EUGÊNIO DA COSTA E SILVA

A pergunta ``será a liberalização do comércio internacional uma ameaça ao meio ambiente?" pode parecer meio inconsistente, para a interpretação de alguns. Façamo-nos, portanto, outra pergunta: será que comércio internacional, e sua evolução, tem algo a ver com a proteção ao meio ambiente? O leitor mais atento perceberá que, pelo menos durante as últimas décadas, ambos os assuntos vêm sendo tratado com cuidadoso interesse no contexto internacional.
Em um exemplo mais recente, a Rodada Uruguai do Gatt formalizou, no contexto multilateral, o vínculo entre os temas comércio internacional, sua liberalização e meio ambiente e, consequentemente, determinou que os mesmos se complementam. Durante a reunião ministerial de Marrakech (Marrocos), realizada em abril de 1994 para concluir os trabalhos da Rodada Uruguai, 124 países e a Comunidade Européia decidiram que uma comissão sobre comércio e meio ambiente, aberta a todos os membros da OMC (Organização Mundial do Comércio), deveria ser criada na primeira reunião do Conselho Geral da OMC.

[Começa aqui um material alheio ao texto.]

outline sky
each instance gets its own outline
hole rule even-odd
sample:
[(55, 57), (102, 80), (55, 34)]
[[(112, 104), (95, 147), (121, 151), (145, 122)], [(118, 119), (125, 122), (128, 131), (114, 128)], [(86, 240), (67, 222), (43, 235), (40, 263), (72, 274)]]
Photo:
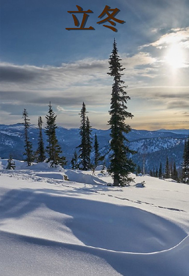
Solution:
[[(68, 12), (76, 5), (88, 12)], [(106, 6), (110, 15), (119, 11), (99, 23)], [(57, 124), (78, 128), (84, 102), (92, 126), (109, 128), (115, 39), (134, 116), (127, 123), (189, 129), (188, 0), (1, 0), (1, 6), (0, 123), (22, 122), (26, 108), (31, 123), (41, 116), (45, 124), (51, 101)], [(79, 29), (84, 14), (83, 28), (94, 30)]]

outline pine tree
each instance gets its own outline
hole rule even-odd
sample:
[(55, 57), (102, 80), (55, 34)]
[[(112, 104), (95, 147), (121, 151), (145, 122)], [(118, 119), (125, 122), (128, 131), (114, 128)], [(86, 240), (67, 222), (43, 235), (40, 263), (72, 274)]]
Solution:
[(39, 129), (38, 139), (38, 148), (37, 150), (38, 154), (38, 162), (43, 162), (45, 159), (45, 149), (44, 146), (44, 142), (43, 139), (43, 135), (42, 132), (42, 125), (43, 123), (41, 117), (39, 116), (38, 118), (38, 127)]
[(159, 178), (162, 178), (163, 176), (162, 173), (162, 164), (161, 162), (160, 162), (160, 165), (159, 166), (159, 171), (158, 171), (158, 177)]
[(173, 169), (172, 172), (172, 178), (174, 180), (175, 180), (176, 181), (178, 181), (178, 172), (176, 168), (176, 164), (175, 162), (174, 162)]
[(120, 61), (121, 60), (118, 55), (118, 51), (115, 39), (113, 44), (113, 50), (109, 59), (110, 76), (113, 77), (112, 86), (111, 110), (109, 111), (111, 118), (108, 124), (111, 127), (111, 142), (110, 144), (112, 154), (110, 156), (110, 165), (108, 172), (113, 179), (113, 185), (126, 186), (132, 180), (129, 177), (131, 172), (134, 171), (134, 164), (128, 155), (133, 154), (126, 145), (128, 142), (125, 134), (131, 130), (130, 126), (125, 122), (126, 118), (132, 118), (133, 115), (127, 111), (126, 104), (130, 97), (124, 91), (127, 86), (122, 86), (124, 81), (121, 80), (123, 74), (121, 72), (125, 69), (122, 68)]
[(97, 138), (96, 133), (95, 133), (94, 135), (94, 167), (95, 168), (96, 168), (98, 164), (98, 161), (100, 158), (100, 154), (99, 153), (99, 143)]
[(165, 175), (164, 177), (165, 178), (169, 178), (170, 177), (170, 167), (169, 164), (169, 158), (168, 157), (167, 157), (166, 159), (166, 164), (165, 166)]
[(24, 126), (24, 137), (25, 137), (25, 152), (23, 153), (23, 155), (26, 156), (24, 159), (28, 163), (28, 166), (31, 166), (34, 161), (34, 154), (32, 150), (32, 144), (29, 139), (28, 129), (30, 127), (30, 119), (28, 118), (28, 113), (25, 108), (22, 113), (22, 118), (24, 119), (23, 125)]
[(140, 166), (138, 165), (138, 166), (136, 167), (136, 175), (138, 175), (138, 174), (140, 174), (140, 173), (141, 172), (141, 169), (140, 168)]
[(90, 122), (89, 118), (87, 116), (86, 121), (86, 135), (87, 142), (87, 152), (88, 155), (86, 157), (87, 164), (88, 164), (88, 169), (91, 169), (92, 164), (91, 163), (91, 153), (92, 149), (92, 129)]
[(72, 164), (72, 170), (78, 169), (78, 157), (76, 151), (74, 152), (74, 157), (71, 160), (71, 163)]
[(58, 144), (56, 133), (56, 129), (57, 128), (56, 123), (57, 115), (55, 115), (51, 102), (50, 102), (48, 106), (49, 107), (48, 112), (49, 115), (45, 117), (47, 123), (45, 131), (48, 138), (48, 145), (47, 146), (47, 152), (49, 158), (47, 162), (51, 162), (51, 167), (56, 166), (58, 164), (63, 167), (66, 165), (67, 161), (64, 156), (59, 156), (59, 155), (62, 153), (62, 151), (60, 145)]
[(155, 170), (155, 177), (158, 177), (158, 170), (157, 170), (157, 168), (156, 168), (156, 170)]
[(81, 136), (81, 143), (77, 147), (80, 148), (80, 168), (84, 171), (87, 171), (91, 168), (90, 154), (92, 150), (91, 126), (89, 119), (86, 116), (86, 108), (85, 104), (83, 102), (80, 115), (81, 119), (80, 127), (79, 134)]
[(7, 166), (6, 168), (6, 170), (15, 170), (15, 162), (12, 158), (11, 155), (9, 156), (9, 158), (7, 160)]
[(183, 152), (182, 165), (182, 181), (189, 183), (189, 136), (185, 141)]

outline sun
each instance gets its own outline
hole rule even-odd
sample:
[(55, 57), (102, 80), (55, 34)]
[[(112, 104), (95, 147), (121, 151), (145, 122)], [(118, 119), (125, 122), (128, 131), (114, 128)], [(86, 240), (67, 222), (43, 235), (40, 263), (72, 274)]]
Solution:
[(174, 44), (167, 48), (165, 61), (173, 69), (185, 67), (183, 49), (178, 44)]

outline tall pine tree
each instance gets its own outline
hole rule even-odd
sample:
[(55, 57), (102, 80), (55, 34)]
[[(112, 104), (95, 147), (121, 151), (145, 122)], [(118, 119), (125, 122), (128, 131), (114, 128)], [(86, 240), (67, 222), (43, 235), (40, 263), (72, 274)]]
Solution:
[(182, 181), (189, 184), (189, 136), (185, 141), (182, 165)]
[(158, 171), (158, 177), (159, 178), (162, 178), (163, 176), (163, 173), (162, 173), (162, 164), (161, 162), (160, 162), (160, 165), (159, 166), (159, 169)]
[(99, 152), (99, 143), (97, 138), (96, 133), (94, 135), (94, 167), (96, 168), (98, 164), (98, 161), (100, 158), (100, 154)]
[(108, 121), (111, 128), (110, 146), (112, 154), (110, 156), (108, 172), (113, 179), (114, 186), (125, 186), (132, 180), (129, 175), (134, 171), (134, 164), (128, 157), (134, 152), (126, 145), (126, 143), (128, 142), (128, 140), (125, 136), (131, 130), (130, 126), (125, 123), (125, 119), (132, 118), (133, 115), (127, 111), (126, 104), (130, 97), (124, 91), (127, 86), (123, 86), (124, 81), (121, 80), (121, 77), (123, 75), (121, 72), (125, 69), (120, 63), (121, 60), (114, 39), (113, 50), (109, 59), (110, 72), (107, 73), (113, 77), (109, 111), (111, 118)]
[(45, 159), (45, 148), (43, 139), (43, 134), (42, 130), (42, 125), (43, 123), (41, 117), (39, 116), (38, 118), (38, 127), (39, 130), (38, 138), (38, 148), (37, 150), (38, 157), (38, 162), (43, 162)]
[(48, 138), (47, 152), (49, 156), (47, 162), (51, 162), (51, 167), (56, 166), (58, 164), (63, 167), (66, 165), (67, 161), (64, 156), (59, 156), (60, 154), (62, 153), (62, 151), (60, 145), (58, 144), (56, 133), (56, 129), (57, 128), (56, 123), (57, 115), (55, 115), (51, 102), (50, 102), (48, 106), (49, 107), (48, 112), (49, 115), (45, 117), (47, 119), (45, 133)]
[(169, 158), (168, 156), (167, 157), (166, 159), (164, 177), (165, 178), (169, 178), (170, 177), (170, 166), (169, 164)]
[(28, 113), (25, 108), (22, 112), (22, 118), (24, 120), (23, 125), (24, 127), (24, 138), (25, 145), (24, 148), (25, 152), (23, 153), (23, 155), (25, 155), (26, 158), (24, 159), (28, 163), (28, 166), (31, 166), (34, 161), (34, 154), (32, 150), (32, 144), (29, 140), (28, 135), (28, 129), (30, 127), (30, 119), (28, 118)]
[(172, 172), (172, 178), (176, 181), (178, 180), (178, 172), (176, 169), (175, 162), (174, 162), (173, 169)]
[(89, 118), (86, 116), (86, 108), (83, 102), (81, 113), (81, 126), (79, 134), (81, 136), (81, 143), (77, 147), (80, 148), (79, 158), (80, 159), (79, 167), (84, 171), (91, 168), (90, 154), (92, 150), (91, 126)]
[(71, 163), (72, 164), (72, 170), (76, 170), (78, 169), (78, 157), (76, 151), (74, 152), (73, 158), (71, 160)]

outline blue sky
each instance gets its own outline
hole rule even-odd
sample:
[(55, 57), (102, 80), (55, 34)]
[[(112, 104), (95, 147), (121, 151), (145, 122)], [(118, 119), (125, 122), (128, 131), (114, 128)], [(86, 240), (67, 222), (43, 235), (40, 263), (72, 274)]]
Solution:
[[(85, 27), (94, 30), (66, 29), (75, 27), (68, 11), (76, 5), (93, 12)], [(117, 32), (97, 23), (106, 5), (125, 21), (116, 23)], [(32, 123), (39, 116), (45, 121), (51, 101), (58, 124), (78, 127), (84, 101), (92, 126), (108, 128), (115, 38), (134, 115), (128, 123), (189, 128), (187, 0), (1, 0), (1, 123), (22, 121), (24, 108)]]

Essa comissão tem a função, entre outras, de examinar os vínculos entre comércio internacional e meio ambiente. Esses vínculos, na prática, são explicitados por diversos interesses econômicos e comerciais, fazendo-se incluir na ordem do dia das negociações internacionais.
Após estas considerações introdutórias, essenciais à presente discussão, faz-se necessário definir mais tecnicamente os conceitos de liberalização do comércio e de proteção ao meio ambiente.
A liberação do comércio internacional está compreendida em dois níveis: o multilateral e o regional. Os aspectos multilaterais foram formalizados com a criação do Gatt, em 1947, e suas diversas rodadas de negociação, culminando com a criação da OMC, em funcionamento desde 1º de janeiro último. O objetivo primordial desse sistema é minimizar barreiras, alfandegárias ou não, no contexto do comércio internacional.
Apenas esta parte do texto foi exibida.